Storing Upper & Lower Bound in TT?

hgm · Post by **hgm** » Tue Feb 21, 2023 11:05 am

syzygy wrote: ↑Mon Feb 20, 2023 4:03 amBound-flipping could also be prevented by not storing lower bounds (or upper bounds) at all in such endgame positions.

True, but what is the price? It would mean you would never get a hash cut in an all-node, and would have to always search them. Of course you would then get the hash cutoffs in the daughter nodes, if that part of the tree was in the TT. But, being an all node, you would have to do some 30-40 TT probes to get the hash cutoff in each daughter, where a single TT probe would have sufficed to cause the cutoff in the all node itself if the lower-bound had been available. This sounds costly.

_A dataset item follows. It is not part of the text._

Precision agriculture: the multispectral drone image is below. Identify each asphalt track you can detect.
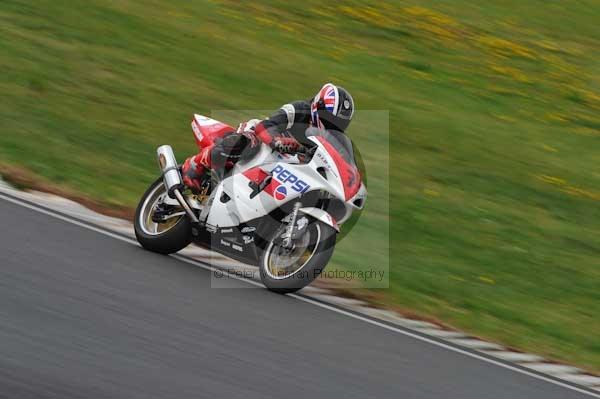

While the alternative, storing dual bounds, is virtually free. It just requires an extra score and depth in the TT entry, while the bound-type flags could be eliminated. So your entry gets a bit larger. Given that search speed typically scales like the 12th root of the TT size, the resuting slowdown would be almost negligible.

syzygy · Post by **syzygy** » Tue Feb 21, 2023 9:38 pm

hgm wrote: ↑Tue Feb 21, 2023 11:05 am
syzygy wrote: ↑Mon Feb 20, 2023 4:03 amBound-flipping could also be prevented by not storing lower bounds (or upper bounds) at all in such endgame positions.
True, but what is the price? It would mean you would never get a hash cut in an all-node, and would have to always search them. Of course you would then get the hash cutoffs in the daughter nodes, if that part of the tree was in the TT. But, being an all node, you would have to do some 30-40 TT probes to get the hash cutoff in each daughter, where a single TT probe would have sufficed to cause the cutoff in the all node itself if the lower-bound had been available. This sounds costly.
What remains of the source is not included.